Ponto Focal: A Torre dos Clérigos ergue-se majestosa no centro da composição, dominando a linha do horizonte com a sua arquitetura barroca inconfundível.

Mário Silva utiliza tons ocres e dourados para dar vida ao granito, sob a luz de um dia vibrante.

Primeiro Plano: Uma carruagem puxada por dois cavalos castanhos percorre a larga avenida de paralelepípedos.

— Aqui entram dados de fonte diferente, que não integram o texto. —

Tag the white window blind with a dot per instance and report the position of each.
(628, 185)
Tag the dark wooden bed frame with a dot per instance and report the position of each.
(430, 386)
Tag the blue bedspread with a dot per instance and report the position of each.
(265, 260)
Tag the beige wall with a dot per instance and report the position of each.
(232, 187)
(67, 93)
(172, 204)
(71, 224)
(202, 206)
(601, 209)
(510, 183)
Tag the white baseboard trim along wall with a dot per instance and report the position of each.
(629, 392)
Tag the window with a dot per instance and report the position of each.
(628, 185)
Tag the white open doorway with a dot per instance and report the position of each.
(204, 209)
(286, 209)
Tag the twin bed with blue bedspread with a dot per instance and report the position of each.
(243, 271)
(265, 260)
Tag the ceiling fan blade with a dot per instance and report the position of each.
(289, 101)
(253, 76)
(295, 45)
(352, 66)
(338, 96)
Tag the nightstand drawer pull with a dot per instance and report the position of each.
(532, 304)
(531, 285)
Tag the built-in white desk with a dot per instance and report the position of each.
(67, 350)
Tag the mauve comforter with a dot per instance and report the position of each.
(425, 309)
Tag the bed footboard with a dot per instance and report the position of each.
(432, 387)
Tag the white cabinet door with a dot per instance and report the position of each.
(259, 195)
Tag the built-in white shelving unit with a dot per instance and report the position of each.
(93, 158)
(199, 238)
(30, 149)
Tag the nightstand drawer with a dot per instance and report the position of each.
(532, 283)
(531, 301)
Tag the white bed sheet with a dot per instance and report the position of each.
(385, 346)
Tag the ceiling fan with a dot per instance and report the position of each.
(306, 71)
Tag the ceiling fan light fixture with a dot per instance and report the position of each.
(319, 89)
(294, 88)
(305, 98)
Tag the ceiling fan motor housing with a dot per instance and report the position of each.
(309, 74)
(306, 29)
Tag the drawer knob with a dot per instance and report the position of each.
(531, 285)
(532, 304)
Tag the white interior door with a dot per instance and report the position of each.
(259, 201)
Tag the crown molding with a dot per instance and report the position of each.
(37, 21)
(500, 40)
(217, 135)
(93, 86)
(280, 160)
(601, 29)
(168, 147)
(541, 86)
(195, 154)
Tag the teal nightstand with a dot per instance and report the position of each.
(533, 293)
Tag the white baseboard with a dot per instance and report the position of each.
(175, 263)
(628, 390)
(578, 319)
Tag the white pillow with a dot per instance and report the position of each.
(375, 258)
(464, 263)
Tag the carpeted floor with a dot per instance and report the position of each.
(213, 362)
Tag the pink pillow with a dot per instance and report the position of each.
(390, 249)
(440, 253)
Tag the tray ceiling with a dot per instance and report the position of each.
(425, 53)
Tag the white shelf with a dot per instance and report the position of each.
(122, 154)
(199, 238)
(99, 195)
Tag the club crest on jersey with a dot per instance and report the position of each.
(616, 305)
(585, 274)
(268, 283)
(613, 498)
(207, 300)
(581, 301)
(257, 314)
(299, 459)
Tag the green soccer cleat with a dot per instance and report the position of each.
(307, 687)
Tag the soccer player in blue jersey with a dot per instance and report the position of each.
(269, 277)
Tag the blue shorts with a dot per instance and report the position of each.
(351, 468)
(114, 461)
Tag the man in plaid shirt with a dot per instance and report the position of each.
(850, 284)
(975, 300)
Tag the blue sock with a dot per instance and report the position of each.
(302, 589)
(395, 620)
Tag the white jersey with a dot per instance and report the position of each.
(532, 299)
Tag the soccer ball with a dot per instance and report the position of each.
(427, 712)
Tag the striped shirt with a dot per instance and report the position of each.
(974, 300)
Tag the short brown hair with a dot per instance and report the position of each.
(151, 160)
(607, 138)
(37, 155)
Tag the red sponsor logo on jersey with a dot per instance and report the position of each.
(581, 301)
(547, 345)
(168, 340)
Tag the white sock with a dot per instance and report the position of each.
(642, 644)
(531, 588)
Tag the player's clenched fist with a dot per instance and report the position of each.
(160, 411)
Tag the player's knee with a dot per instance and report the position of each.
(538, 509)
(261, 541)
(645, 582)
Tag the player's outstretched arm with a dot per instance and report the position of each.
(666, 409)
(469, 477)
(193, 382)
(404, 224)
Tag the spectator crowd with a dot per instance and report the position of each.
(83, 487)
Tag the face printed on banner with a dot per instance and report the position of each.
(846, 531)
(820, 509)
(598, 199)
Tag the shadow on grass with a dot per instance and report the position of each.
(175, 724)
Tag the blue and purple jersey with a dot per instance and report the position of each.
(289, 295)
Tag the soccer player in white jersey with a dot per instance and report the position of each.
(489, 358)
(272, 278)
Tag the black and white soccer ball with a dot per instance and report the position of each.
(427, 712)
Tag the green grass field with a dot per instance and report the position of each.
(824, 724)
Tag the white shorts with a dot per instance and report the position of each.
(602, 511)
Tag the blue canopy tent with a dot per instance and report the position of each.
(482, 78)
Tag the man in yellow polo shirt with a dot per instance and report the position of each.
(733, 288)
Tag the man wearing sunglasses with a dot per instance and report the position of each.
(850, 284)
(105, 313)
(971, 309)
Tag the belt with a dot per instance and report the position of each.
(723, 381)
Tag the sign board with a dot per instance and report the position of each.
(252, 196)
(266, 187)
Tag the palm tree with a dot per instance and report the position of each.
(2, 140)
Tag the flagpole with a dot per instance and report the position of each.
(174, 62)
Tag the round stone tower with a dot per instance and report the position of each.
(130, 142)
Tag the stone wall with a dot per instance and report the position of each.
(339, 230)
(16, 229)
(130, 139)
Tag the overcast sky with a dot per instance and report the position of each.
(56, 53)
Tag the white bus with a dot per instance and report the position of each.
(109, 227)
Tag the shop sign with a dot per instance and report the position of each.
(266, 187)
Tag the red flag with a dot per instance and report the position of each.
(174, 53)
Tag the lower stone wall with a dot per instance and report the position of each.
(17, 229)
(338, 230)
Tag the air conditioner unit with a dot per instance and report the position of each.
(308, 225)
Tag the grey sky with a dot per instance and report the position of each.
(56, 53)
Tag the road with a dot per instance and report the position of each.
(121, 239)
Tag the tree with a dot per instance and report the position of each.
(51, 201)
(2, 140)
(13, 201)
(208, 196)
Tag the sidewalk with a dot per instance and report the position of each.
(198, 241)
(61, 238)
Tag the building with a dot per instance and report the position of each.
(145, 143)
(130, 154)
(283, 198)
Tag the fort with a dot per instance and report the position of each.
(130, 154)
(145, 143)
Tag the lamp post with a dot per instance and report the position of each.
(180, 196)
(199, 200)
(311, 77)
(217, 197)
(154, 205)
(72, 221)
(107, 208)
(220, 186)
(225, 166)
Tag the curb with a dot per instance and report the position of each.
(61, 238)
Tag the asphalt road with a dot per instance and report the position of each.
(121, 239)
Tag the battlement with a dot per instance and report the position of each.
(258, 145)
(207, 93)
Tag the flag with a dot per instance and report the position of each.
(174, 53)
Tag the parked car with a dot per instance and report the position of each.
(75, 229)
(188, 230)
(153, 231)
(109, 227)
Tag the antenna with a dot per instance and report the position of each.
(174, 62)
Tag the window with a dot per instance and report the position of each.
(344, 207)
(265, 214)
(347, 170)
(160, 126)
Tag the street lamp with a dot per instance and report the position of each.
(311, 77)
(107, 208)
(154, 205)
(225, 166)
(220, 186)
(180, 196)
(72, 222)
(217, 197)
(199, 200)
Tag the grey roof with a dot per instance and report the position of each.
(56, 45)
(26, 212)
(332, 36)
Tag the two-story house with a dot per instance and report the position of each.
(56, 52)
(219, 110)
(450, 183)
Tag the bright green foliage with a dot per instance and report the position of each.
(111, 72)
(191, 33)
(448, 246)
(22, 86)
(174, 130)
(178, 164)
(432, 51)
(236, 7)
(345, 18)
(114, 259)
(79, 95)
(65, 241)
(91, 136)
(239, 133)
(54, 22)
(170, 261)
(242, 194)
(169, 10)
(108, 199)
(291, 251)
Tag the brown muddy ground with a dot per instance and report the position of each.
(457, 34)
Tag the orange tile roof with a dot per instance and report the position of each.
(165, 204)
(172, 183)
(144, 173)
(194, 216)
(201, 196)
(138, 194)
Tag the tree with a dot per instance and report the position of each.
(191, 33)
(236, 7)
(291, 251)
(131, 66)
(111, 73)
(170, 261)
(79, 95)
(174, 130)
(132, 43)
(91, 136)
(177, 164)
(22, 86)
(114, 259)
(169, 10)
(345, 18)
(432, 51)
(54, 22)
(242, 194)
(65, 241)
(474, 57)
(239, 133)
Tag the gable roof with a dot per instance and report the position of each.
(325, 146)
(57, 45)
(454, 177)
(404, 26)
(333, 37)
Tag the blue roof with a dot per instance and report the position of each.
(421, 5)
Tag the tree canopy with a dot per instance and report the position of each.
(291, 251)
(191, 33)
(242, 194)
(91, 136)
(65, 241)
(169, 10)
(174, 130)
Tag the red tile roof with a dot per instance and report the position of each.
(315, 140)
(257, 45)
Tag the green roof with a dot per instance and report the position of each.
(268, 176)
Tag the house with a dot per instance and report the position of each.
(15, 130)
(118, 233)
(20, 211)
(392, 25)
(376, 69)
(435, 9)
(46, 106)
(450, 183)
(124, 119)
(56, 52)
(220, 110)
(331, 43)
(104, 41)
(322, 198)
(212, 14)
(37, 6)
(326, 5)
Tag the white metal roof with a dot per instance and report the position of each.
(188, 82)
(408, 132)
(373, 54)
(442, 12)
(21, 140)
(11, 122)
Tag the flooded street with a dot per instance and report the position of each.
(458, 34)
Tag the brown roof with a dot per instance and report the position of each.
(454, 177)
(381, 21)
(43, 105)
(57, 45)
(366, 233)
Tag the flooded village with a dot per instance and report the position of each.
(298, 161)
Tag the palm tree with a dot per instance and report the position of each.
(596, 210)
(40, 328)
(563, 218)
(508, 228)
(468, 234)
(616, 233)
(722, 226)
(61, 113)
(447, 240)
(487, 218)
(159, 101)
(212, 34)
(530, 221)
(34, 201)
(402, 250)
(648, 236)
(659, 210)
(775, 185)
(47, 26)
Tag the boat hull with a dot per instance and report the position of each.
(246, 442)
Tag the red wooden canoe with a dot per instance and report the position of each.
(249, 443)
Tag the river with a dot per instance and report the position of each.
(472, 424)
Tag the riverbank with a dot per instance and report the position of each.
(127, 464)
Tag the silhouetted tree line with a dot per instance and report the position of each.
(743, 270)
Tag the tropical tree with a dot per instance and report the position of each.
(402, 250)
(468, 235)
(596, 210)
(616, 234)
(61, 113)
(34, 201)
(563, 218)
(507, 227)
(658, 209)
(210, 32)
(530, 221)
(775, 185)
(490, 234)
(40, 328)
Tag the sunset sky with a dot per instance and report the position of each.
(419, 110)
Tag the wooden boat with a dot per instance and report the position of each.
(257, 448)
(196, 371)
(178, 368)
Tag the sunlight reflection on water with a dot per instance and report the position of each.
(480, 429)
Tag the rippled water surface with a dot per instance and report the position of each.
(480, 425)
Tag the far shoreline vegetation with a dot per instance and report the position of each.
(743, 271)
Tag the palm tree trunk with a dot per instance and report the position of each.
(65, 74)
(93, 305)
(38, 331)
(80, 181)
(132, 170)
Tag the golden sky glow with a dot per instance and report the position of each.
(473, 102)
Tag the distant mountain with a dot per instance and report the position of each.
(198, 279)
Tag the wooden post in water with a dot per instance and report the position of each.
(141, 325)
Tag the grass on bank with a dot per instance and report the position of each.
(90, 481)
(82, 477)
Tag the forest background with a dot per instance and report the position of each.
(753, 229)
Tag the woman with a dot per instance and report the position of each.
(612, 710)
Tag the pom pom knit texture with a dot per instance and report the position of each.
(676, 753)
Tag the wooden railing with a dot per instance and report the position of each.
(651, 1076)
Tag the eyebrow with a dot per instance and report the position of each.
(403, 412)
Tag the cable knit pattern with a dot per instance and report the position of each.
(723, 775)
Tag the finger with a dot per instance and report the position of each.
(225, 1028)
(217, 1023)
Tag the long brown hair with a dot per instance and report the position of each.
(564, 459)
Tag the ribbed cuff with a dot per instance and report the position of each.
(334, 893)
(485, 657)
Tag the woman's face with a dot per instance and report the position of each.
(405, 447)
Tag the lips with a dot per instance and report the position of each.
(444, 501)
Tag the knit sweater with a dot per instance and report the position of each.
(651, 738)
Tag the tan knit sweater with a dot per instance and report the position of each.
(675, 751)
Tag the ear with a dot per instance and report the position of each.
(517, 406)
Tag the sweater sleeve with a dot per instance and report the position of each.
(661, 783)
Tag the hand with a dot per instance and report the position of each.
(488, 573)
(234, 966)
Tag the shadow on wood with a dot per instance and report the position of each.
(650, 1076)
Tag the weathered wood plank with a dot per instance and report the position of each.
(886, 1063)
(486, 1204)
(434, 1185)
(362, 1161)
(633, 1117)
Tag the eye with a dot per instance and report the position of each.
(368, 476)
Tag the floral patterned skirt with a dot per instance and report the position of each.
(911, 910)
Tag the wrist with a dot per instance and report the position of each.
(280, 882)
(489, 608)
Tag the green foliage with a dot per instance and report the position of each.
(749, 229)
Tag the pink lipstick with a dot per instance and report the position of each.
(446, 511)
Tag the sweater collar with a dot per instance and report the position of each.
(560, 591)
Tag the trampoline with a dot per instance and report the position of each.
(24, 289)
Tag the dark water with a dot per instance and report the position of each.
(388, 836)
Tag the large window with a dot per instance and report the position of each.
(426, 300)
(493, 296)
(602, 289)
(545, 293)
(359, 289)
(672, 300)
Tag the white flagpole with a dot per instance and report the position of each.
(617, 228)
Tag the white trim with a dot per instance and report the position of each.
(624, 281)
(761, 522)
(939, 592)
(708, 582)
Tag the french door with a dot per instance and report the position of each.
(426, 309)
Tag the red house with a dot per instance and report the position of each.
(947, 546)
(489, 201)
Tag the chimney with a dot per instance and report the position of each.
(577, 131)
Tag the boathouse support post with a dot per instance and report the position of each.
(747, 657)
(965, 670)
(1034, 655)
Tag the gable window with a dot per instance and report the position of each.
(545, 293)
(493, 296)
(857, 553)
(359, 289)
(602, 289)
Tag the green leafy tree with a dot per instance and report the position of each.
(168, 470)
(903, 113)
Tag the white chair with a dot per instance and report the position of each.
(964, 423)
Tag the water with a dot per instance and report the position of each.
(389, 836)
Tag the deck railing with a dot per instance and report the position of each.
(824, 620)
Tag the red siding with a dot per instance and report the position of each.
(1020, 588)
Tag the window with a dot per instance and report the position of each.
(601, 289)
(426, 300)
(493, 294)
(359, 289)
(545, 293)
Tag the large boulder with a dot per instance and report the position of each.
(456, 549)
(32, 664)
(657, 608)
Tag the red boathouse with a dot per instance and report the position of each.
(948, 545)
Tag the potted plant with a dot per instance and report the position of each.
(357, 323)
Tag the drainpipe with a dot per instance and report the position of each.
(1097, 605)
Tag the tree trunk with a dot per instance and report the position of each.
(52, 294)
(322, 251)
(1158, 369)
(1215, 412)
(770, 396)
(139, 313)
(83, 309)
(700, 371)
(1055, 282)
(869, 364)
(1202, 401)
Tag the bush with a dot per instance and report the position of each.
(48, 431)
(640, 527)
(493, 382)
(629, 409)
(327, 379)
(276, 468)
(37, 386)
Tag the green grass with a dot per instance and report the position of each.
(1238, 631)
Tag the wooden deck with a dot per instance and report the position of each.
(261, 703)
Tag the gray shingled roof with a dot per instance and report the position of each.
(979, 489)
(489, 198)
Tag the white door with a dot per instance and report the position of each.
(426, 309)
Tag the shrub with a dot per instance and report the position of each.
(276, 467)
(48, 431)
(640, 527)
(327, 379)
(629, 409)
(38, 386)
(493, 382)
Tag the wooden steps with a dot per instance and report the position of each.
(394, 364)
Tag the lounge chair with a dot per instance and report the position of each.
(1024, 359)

O cocheiro, de cartola, evoca a elegância e a hierarquia social de finais do século XIX ou inícios do XX.

Técnica e Textura: O estilo é assumidamente pós-impressionista, com um uso magistral da técnica de impasto digital.

As pinceladas são curtas, grossas e visíveis, conferindo uma textura quase palpável à obra.

O Céu e a Luz: O céu é uma explosão de movimento, com nuvens brancas e azuis que parecem rodopiar, lembrando o estilo de Van Gogh.

As sombras projetadas pela carruagem e pelos edifícios sugerem uma luz solar intensa, típica de uma tarde portuense.

Cores: A paleta é rica e quente, contrastando o rosa-velho e a terracota dos edifícios laterais com o azul profundo do céu e o verde luxuriante das árvores à esquerda.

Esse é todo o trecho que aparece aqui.